The attainment of knowledge of eternal forms is only PART of human nature. It is a worthy life activity, but only part of a full human life. (Man is the Rational Animal.)

 

What are the most real and attainable goals, worthy of our attention and service is the fulfillment of

our own (human) nature.

 

As Rational Animals, the excellent human is the one who most fully expresses Unique Human

Nature, that is, who lives a life guided by reason which culminates in the fulfillment of one's natural

human capacities (i.e. social, familial, political, creative, etc.- in short, a functional human life).

 

It is not clear whether Aristotle believed in some sort of afterlife, but probably the most consistent position with everything else he said would be “No.”



[1] Modern philosophy treats possibility and impossibility differently than the ancients and the medieval.  For moderns, if something is “conceivable without logical contradiction: as Hume might put it, it is thought to be “possible.  On this view, a married bachelor is impossible, but an apple tree speaking French is not.  But for Aristotle, since Apple Tree Nature is a timeless and eternal immutable essence that does not possess the potentiality to speak French, a French speaking apple trees is as impossible (metaphysically impossible) as is a married bachelor. How we come to KNOW the impossibility of the former may differ in who we come to know the impossibility of the latter, but they are equally impossible nonetheless.
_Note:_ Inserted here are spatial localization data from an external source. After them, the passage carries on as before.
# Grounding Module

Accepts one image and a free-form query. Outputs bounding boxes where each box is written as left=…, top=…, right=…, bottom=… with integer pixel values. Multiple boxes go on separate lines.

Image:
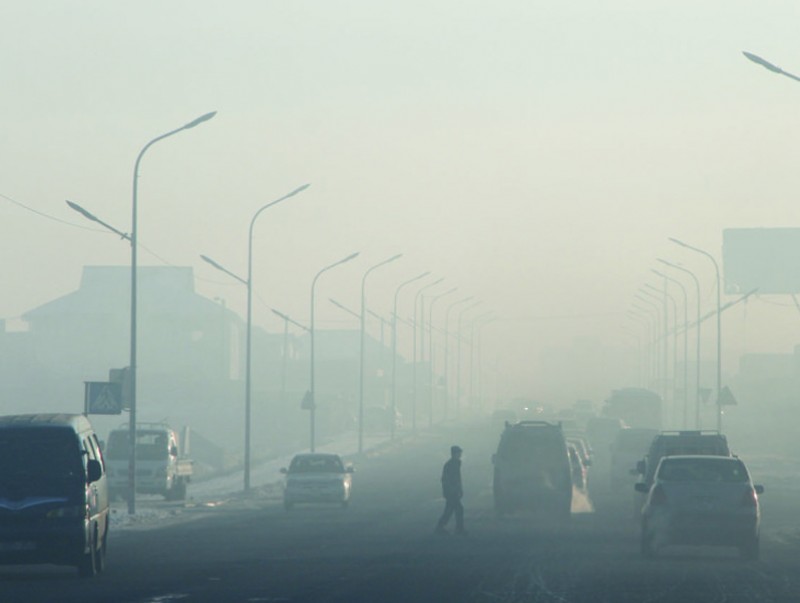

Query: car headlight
left=46, top=505, right=84, bottom=519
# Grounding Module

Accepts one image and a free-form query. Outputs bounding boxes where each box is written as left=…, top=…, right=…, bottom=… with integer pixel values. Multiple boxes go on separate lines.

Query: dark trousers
left=437, top=496, right=464, bottom=531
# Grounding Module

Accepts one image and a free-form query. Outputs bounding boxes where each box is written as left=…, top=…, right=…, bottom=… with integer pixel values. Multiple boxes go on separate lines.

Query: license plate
left=0, top=541, right=36, bottom=552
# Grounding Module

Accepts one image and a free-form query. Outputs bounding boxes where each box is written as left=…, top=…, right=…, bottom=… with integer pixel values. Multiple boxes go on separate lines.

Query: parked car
left=0, top=414, right=109, bottom=577
left=636, top=455, right=763, bottom=559
left=492, top=421, right=572, bottom=520
left=281, top=453, right=353, bottom=510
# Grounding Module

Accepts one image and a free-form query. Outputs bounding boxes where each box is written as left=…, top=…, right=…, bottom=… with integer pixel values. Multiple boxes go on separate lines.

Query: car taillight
left=741, top=487, right=758, bottom=507
left=650, top=485, right=667, bottom=506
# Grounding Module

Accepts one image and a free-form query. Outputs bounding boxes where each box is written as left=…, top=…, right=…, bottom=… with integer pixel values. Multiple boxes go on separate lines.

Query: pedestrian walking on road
left=435, top=445, right=465, bottom=535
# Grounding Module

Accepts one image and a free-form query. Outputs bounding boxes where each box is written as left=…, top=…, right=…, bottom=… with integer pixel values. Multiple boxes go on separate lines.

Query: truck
left=104, top=422, right=193, bottom=501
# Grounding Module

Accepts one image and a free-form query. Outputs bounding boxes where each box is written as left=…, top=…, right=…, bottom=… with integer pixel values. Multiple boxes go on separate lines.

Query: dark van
left=0, top=414, right=109, bottom=577
left=492, top=420, right=573, bottom=520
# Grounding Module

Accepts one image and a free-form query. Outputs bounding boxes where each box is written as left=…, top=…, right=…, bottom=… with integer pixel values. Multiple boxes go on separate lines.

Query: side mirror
left=636, top=460, right=646, bottom=474
left=87, top=459, right=102, bottom=484
left=280, top=467, right=288, bottom=474
left=754, top=484, right=764, bottom=495
left=634, top=482, right=649, bottom=494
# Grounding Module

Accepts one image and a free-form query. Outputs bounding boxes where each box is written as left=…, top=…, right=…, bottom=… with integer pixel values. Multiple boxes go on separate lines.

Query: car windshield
left=106, top=430, right=169, bottom=461
left=0, top=428, right=84, bottom=496
left=290, top=456, right=344, bottom=473
left=658, top=458, right=749, bottom=483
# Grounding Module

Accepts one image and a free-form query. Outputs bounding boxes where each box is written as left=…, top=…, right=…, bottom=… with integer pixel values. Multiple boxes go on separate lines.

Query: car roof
left=291, top=453, right=343, bottom=460
left=657, top=454, right=741, bottom=463
left=0, top=413, right=92, bottom=432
[2] Could it be that every actualizing agent derives is actualizing ability from some other actualizing agent?  That is, can every case of moving a thing from potentially X to actually X be brought about by some other prior thing which itself was moved from potential Y to actual Y?  No.  Why not? Short answer: infinite regress.  Long answer, read Aristotle’s unmoved mover argument and/or Aquinas.

[3] Telos is the Greek word for end or purpose.

[4] Note the difference with Plato here. While for Plato, the more abstract the reality the more “real” it was, for Aristotle, the particulars are more real than the secondary abstractions.

[5] Now, if a human artifact is a necessary byproduct of human nature, say, like politics, then it would have a nature as immutable as human nature.